Updated patch is attached.

On 05.04.2018 11:03, Konstantin Knizhnik wrote:
Thank for your feedback.

On 04.04.2018 21:15, Andres Freund wrote:

On 2018-04-04 11:54:14 +0300, Konstantin Knizhnik wrote:
Several times we and our customers are suffered from the problem that
Postgres got stuck in deadlock detection.
One scenario is YCSB workload with Zipf's distribution when many clients are
trying to update the same record and compete for it's lock.
Another scenario is large number of clients performing inserts in the same
table. In this case the source of the problem is relation extension lock.
In both cases number of connection is large enough: several hundreds.
Have you ever observed that in the field? This sounds more artificial
than real to me.

Yes, it was real customer's problem.
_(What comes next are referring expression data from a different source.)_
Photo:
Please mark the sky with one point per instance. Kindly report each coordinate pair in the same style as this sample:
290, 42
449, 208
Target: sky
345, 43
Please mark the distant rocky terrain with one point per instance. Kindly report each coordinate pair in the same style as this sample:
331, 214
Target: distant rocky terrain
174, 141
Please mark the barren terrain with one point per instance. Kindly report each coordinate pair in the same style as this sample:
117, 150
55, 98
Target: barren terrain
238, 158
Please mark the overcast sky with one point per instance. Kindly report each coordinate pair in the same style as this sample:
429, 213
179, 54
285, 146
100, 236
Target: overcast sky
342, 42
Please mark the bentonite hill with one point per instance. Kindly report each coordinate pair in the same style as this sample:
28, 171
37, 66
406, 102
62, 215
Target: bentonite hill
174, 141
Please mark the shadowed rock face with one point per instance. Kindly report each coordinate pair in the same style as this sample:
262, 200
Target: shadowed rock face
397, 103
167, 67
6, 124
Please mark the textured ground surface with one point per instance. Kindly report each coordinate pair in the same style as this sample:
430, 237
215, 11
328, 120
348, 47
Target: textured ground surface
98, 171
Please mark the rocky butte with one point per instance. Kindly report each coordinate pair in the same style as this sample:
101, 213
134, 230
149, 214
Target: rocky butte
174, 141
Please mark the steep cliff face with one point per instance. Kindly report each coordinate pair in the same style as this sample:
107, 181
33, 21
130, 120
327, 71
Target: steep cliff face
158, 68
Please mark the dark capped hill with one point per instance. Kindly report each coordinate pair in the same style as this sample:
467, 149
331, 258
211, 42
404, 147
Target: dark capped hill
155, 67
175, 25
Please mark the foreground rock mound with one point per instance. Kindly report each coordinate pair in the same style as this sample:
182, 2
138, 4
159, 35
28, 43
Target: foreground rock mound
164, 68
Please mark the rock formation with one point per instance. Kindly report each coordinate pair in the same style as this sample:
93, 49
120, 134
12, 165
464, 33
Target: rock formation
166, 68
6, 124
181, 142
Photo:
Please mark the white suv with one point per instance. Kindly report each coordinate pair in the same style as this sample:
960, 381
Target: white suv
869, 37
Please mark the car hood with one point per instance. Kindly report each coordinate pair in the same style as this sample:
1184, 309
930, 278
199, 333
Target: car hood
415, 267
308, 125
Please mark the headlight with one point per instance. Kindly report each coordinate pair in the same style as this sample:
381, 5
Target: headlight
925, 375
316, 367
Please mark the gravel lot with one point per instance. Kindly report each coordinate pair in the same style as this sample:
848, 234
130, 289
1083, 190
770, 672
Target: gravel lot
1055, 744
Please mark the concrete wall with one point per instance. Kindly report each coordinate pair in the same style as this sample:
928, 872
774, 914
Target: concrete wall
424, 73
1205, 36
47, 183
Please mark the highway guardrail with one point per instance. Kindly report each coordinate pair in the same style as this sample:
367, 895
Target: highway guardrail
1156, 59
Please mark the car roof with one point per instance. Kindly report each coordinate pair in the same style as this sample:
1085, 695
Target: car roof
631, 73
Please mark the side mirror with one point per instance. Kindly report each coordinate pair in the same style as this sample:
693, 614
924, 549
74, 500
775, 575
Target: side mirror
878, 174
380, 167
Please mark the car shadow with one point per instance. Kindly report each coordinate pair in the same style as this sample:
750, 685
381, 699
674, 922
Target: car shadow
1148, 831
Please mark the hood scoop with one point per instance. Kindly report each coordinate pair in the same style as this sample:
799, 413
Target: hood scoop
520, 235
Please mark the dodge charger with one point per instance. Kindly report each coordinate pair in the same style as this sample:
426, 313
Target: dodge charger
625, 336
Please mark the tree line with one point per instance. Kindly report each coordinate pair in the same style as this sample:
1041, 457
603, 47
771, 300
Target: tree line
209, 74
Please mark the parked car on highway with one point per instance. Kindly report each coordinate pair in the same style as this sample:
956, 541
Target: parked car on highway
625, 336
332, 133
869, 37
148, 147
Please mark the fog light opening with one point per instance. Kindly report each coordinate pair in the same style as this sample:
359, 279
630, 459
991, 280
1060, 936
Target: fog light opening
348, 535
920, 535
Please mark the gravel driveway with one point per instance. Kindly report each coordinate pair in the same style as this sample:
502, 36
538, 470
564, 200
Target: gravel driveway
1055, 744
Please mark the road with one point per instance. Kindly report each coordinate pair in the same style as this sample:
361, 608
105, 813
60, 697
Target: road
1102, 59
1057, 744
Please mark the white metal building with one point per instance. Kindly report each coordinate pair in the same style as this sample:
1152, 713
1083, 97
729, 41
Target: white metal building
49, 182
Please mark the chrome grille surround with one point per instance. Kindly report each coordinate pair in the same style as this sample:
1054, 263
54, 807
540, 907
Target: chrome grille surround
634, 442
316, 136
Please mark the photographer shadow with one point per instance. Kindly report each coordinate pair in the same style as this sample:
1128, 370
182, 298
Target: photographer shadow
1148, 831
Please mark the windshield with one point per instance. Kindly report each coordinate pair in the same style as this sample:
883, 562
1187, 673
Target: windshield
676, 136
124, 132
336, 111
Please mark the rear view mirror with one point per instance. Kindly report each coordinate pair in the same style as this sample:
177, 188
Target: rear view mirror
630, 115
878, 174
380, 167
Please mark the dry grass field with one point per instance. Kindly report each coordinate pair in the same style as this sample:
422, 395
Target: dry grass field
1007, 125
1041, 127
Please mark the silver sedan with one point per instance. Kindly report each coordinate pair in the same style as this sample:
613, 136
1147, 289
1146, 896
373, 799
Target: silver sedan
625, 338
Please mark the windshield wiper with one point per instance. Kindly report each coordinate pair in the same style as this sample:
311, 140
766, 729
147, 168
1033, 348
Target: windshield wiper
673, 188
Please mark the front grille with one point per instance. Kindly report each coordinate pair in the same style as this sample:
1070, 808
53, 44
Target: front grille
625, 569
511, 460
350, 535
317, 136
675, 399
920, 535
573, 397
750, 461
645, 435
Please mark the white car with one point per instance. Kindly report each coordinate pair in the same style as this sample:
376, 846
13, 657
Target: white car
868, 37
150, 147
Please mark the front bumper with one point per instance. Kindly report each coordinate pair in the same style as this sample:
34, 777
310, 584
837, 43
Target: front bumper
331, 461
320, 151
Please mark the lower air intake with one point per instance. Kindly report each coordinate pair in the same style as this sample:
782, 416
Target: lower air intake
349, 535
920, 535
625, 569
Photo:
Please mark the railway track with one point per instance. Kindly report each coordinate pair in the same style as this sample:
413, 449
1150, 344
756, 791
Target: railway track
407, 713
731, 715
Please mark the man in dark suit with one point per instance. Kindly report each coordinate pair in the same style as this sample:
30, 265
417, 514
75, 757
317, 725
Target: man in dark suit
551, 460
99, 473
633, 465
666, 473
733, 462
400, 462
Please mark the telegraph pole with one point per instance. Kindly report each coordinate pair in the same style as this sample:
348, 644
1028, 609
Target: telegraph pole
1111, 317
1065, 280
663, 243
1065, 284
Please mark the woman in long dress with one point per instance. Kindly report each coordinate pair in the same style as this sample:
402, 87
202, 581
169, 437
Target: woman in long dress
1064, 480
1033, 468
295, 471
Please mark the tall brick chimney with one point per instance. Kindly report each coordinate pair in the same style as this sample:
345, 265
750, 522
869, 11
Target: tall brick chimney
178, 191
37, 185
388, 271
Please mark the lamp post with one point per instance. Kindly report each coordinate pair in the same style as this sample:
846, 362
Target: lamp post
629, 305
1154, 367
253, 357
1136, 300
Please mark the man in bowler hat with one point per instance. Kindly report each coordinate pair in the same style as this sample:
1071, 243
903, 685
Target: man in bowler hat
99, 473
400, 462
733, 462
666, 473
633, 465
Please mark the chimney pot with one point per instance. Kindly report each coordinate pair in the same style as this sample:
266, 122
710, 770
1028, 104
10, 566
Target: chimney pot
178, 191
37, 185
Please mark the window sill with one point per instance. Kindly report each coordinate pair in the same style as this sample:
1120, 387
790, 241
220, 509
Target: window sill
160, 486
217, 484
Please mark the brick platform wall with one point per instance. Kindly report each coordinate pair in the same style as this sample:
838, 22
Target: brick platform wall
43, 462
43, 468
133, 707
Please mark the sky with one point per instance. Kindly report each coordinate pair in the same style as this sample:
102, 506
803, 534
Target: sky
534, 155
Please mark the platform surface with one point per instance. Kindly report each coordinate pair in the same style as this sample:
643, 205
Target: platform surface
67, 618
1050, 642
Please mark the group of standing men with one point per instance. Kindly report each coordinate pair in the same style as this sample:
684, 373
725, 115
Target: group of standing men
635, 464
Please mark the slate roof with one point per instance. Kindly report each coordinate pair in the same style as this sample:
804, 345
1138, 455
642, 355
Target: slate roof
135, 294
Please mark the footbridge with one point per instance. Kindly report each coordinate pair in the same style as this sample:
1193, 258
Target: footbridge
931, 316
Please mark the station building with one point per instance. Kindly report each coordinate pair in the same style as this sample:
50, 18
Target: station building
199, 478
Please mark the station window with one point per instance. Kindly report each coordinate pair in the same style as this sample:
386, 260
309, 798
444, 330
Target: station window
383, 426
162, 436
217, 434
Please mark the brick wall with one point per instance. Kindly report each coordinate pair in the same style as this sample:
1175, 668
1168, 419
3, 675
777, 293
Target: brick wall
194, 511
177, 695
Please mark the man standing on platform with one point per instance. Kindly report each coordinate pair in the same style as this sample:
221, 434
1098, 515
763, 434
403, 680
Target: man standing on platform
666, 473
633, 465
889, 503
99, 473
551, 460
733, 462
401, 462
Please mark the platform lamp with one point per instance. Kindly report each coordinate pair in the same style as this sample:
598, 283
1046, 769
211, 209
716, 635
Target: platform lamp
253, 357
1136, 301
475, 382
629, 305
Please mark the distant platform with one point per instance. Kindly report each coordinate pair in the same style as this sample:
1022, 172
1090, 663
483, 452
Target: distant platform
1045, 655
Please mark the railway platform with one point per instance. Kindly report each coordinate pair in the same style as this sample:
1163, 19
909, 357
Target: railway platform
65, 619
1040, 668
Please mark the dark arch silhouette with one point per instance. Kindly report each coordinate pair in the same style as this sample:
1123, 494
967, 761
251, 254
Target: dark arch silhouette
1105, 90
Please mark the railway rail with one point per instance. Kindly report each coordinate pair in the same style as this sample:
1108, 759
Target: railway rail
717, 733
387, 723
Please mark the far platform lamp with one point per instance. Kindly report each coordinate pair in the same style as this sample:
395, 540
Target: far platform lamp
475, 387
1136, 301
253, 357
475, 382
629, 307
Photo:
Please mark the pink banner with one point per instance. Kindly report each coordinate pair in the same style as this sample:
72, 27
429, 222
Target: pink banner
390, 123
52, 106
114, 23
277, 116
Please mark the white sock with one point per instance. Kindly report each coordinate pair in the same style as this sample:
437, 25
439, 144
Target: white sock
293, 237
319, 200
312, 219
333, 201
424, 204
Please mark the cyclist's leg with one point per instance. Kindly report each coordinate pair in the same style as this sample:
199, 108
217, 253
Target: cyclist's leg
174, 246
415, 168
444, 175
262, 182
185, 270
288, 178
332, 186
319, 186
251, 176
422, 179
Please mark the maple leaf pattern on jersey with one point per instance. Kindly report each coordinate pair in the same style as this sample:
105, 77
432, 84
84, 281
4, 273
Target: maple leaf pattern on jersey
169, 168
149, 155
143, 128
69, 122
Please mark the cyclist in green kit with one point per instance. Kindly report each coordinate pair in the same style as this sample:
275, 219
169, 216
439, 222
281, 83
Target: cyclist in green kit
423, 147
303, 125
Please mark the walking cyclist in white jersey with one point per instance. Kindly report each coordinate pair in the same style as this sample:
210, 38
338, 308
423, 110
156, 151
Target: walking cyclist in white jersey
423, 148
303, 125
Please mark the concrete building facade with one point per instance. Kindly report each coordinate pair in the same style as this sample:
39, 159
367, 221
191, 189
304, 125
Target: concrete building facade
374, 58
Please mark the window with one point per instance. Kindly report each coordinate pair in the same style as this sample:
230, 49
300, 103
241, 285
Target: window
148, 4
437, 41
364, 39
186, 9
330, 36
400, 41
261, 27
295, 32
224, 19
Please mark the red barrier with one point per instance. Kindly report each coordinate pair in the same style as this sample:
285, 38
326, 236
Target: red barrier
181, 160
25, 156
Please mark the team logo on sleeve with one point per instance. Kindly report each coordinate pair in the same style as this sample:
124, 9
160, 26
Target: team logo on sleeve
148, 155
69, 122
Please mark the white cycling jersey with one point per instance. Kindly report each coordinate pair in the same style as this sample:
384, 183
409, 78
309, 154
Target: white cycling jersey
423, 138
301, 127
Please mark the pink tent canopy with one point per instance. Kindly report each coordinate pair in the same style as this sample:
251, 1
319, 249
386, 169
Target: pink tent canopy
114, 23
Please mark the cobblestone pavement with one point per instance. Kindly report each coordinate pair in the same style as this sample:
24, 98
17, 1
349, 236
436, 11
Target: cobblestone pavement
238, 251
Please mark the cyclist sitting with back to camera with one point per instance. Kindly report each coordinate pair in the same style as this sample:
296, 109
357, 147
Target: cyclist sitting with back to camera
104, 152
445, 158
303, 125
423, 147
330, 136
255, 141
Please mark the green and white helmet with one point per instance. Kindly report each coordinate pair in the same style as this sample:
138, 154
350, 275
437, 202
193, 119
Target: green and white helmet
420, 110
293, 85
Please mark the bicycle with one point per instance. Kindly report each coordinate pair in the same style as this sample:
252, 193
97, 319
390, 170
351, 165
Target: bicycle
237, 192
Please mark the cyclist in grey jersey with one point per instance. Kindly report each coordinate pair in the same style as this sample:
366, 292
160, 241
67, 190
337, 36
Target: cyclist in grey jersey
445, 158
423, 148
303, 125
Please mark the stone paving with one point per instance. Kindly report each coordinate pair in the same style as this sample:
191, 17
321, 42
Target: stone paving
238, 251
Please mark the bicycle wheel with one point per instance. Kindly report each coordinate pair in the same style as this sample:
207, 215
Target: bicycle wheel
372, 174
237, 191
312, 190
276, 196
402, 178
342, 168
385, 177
And it  is not so difficult to reproduce it: you just need to have system with larger number of cores (in our case 72 physical cores)
and spawn 1000 clients which performs normal inserts to the same table:

cat test.sql
insert into test select i, md5(i::text) from generate_series(1,1000) AS i;

pgbench -U postgres test -c 1000 -j 36 -T 3600 -P 1 -f test.sql

With deadlock detection timeout equal to 100msec it happens immediately.
With default 1 second deadlock timeout it will take about 12 minutes after which the following messages can be found in the log:

2018-03-23 20:25:27.287 MSK [41469] STATEMENT: insert into test select i, md5(i::text) from generate_series(1,1000) AS i; 2018-03-23 20:25:27.287 MSK [41707] LOG: process 41707 acquired ExclusiveLock on extension of relation 16387 of database 16384 after 61294.863 ms 2018-03-23 20:25:27.287 MSK [41707] STATEMENT: insert into test select i, md5(i::text) from generate_series(1,1000) AS i; 2018-03-23 20:25:27.303 MSK [42251] LOG: process 42251 still waiting for ExclusiveLock on extension of relation 16387 of database 16384 after 1121.274 ms 2018-03-23 20:25:27.303 MSK [42251] DETAIL: Process holding the lock: 41707. Wait queue: 41577, 41880, 41482, 41649, 42275, 42237, 42117, 41430, 42121, 42091, 41507, 42265, 41738, 42018, 41490, 42048, 42269, 42108, 41843, 42213, 42134, 42341, 42083, 41763, 41536, 41980, 41793, 41878, 42065, 42152, 42193, 42022, 42103, 42354, 41849, 42120, 41520, 41593, 42020, 42123, 42012, 42235, 42242, 41982, 41661, 41734, 42385, 41756, 41733, 41415, 41874, 42161, 41749, 41431, 42175, 42100, 42222, 41435, 41762, 42352, 41840, 41879, 42348, 41445, 42088, 42187, 41992, 42327, 42258, 41586, 42034, 41851, 41440, 42192, 41726, 41471, 42185, 41607, 41844, 42016, 41868, 41397, 41932, 42343, 41545, 41690, 41549, 41684, 42304, 42105, 41551, 41580, 41728, 42172, 41898, 41560, 41411, 41657, 41444, 42170, 41481, 42241, 42263, 41884, 42014, 41608, 42289, 42191, 42067, 42011, 41959, 41681, 41768, 42194, 42090, 41527, 41655, 41638, 41458, 41552, 41446, 41403, 41666, 42021, 41614, 41542, 41588, 41937, 42008, 42280, 42071, 41390, 41483...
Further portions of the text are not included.